Dans une optique de management par la confiance et pour la renforcer, le Vallois (2017) la met en lien avec la notion de pouvoir (dans le sens de « capacité d’agir ») ; il préconise ainsi de renforcer le pouvoir d’agir des acteurs, c’est-à-dire leur autonomie, leurs marges de manœuvres, leurs ressources et leurs responsabilités. Réduire le pouvoir d’agir en instaurant des contraintes ou des mesures de contrôle supplémentaires étant le meilleur moyen de favoriser les pratiques clandestines, les alliances secrètes et autres arrangements défavorables à la vie de l’entreprise :

« Manager c’est donc évaluer régulièrement les pouvoirs en présence, leurs interactions et leurs implications, leurs bénéfices et leurs dommages ; anticiper les évolutions et les développements, mettre cartes sur table avec chacun et avec l’équipe pour négocier les possibilités, gérer honnêtement les frustrations, favoriser la liberté d’entreprendre. Faire acte d’autorité, ce n’est pas d’abord affirmer les limites, c’est offrir les conditions du possible, rendre capable d’explorer et d’inventer. » (le Vallois, 2017, p. 115)

Pour Marzano (2012) et au niveau des bonne pratiques, les conditions de la confiance entre les différents acteurs sont les suivantes :

- Une communication transparente du management sur les orientations (objectifs) et les résultats (bilans).

- Lorsqu’une direction est indiquée, elle ne doit pas prétendre devenir la « feuille de route » à laquelle chaque individu doit à tout prix s’en remettre, comme c’est souvent le cas aujourd’hui.

33 - La connaissance de la part des différentes parties prenantes des objectifs et de leur

caractère partagé ou non ; dans quelle mesure les objectifs sont communs ou individuels.

- La reconnaissance du caractère profondément incertain et imprévisible des

circonstances et des environnements de travail, et ce malgré tous les « plans d’action » dont l’entreprise peut se munir.

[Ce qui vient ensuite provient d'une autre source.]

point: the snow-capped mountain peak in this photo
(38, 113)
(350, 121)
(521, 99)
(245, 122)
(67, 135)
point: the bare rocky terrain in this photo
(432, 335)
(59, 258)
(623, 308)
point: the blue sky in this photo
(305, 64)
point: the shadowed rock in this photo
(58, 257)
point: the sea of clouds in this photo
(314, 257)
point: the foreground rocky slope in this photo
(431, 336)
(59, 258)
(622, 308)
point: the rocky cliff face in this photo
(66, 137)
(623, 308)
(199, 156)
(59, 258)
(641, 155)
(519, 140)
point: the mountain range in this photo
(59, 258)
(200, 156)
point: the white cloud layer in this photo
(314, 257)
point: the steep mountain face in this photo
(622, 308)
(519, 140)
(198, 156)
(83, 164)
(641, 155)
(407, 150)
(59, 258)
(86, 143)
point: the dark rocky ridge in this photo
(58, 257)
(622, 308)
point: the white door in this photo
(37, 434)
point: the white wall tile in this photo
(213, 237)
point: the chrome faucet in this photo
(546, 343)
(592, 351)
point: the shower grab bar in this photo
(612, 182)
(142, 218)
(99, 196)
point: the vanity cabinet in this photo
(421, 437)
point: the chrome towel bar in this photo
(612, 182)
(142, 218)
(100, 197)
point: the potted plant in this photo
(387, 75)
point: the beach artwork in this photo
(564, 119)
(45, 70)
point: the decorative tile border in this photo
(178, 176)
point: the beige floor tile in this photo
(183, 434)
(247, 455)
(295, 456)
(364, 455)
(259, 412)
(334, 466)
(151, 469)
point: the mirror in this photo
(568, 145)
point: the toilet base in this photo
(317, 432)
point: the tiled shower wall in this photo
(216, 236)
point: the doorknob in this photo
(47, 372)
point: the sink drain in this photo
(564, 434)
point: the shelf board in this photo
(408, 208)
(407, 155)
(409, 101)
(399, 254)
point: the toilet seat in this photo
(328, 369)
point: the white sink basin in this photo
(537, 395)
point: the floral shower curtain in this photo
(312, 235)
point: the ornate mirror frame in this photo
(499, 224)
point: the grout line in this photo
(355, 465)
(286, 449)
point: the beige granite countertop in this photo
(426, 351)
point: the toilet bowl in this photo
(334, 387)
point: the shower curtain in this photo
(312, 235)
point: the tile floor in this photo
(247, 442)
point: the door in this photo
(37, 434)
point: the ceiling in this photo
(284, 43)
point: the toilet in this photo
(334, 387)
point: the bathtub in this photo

- La reconnaissance de la part des dirigeants qu’ils n’ont pas réponse à tout.

- Une culture managériale basée sur le respect et permettant à chacun d’exister dans son individualité propre tout en étant ouvert aux idées des autres.

- L’idée de l’engagement mutuel ; la prise de conscience chez les individus que la confiance mutuelle se construit dans la relation à l’autre, en acceptant le risque de l’erreur, de la déception (voire parfois de la trahison), et que si l’on n’est pas prêt à accepter ce risque, la confiance disparaît.

- Le droit pour les acteurs à la faillibilité et à l’erreur, et donc la possibilité (et la capacité) à reconnaître ses propres limites sans que cela entraine une perte de confiance de la part d’autrui.

A RETENIR

Pour résumer ce chapitre, notre revue de littérature met en évidence que la confiance est un invariant de tout projet individuel ou collectif : elle sert de « ciment social », renforçant les relations et favorisant la performance. Elle peut également prendre différentes formes : de la confiance en soi ou en autrui (le Vallois, 2017), à la confiance liée au groupe d’appartenance, à la relation ou encore l’institution (Mangematin, 1999). Les définitions de la confiance en entreprise divergent, mais plusieurs auteurs sont d’accord pour dire qu’elle repose sur un cadre et des normes précis pour pouvoir ensuite se déployer à la dimension interpersonnelle.

Finalement et au niveau des pratiques de management, les auteurs préconisent également des

« bonnes pratiques » variées, certaines touchant à la dimension formelle (processus, définition des objectifs et des règles, conduite de projets, etc), d’autres à la dimension relationnelle au sens large (évaluation des pouvoirs en présence, communication transparente, définition et promotion des valeurs, etc).